The failure of the Big Society, heralded by some of the most influential charities in Britain, comes as no surprise. How was the Big Society to survive in a country so intolerant of religion?
Adoption agencies, homeless shelters, youth groups, hospitals and hospices: a host of religious institutions were behind these Big Society initiatives well before they took on that name. Men and women devoted to their God and their faith staffed the soup kitchens and the schools that offered a network of benevolent support to the most vulnerable.
But these institutions, whether Christian or Jewish, Muslim or Hindu, cannot survive in the hostile environment that Britain has become. The challenge to Catholic adoption agencies set the scene: the government stopped agencies from rendering their service because they were cherry picking the recipients of that service.
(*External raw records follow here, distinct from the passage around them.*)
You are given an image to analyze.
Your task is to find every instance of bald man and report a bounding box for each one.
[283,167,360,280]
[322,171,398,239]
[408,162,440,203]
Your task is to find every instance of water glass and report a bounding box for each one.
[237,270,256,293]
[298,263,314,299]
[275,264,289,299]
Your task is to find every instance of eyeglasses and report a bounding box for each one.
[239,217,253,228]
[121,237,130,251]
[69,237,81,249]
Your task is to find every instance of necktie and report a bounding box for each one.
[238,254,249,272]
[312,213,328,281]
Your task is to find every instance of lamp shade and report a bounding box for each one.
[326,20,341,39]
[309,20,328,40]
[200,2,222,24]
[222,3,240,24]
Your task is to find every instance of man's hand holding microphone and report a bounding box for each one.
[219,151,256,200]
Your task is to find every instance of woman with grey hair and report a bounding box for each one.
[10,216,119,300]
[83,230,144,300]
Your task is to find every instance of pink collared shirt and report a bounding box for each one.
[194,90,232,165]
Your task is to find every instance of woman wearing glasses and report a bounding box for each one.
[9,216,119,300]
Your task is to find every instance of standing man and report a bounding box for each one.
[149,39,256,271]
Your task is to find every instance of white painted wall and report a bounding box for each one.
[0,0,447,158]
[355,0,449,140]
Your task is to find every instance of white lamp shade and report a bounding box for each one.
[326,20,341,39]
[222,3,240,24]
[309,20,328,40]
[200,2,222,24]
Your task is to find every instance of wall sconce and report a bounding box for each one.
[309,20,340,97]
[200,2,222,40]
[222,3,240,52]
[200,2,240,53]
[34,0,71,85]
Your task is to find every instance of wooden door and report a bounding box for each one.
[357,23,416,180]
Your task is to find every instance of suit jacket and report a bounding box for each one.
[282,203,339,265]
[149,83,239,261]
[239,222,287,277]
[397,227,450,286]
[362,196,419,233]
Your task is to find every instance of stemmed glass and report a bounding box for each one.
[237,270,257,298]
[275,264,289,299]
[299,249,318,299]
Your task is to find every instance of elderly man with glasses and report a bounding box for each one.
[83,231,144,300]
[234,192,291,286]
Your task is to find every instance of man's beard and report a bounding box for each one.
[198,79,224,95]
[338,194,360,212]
It didn’t matter that many thousands of children would now lose a chance to be with loving parents; if Catholic adoption agencies wouldn’t match children to gays, then they couldn’t match children to heterosexuals either.
This was a short-sighted move by the government (that it mirrored what was happening in America was no excuse.) In a climate of austerity, when the Coalition would like to shrink the government rather than increase it, Britain needs all the charities it can get. They are the little battalions that can get the job done and spread an atmosphere of “we’re all in this together”.
But many of the little battalions now won’t brave the inclement Coalition weather. It’s a bitter blow to them — and to those at the receiving end of their good works.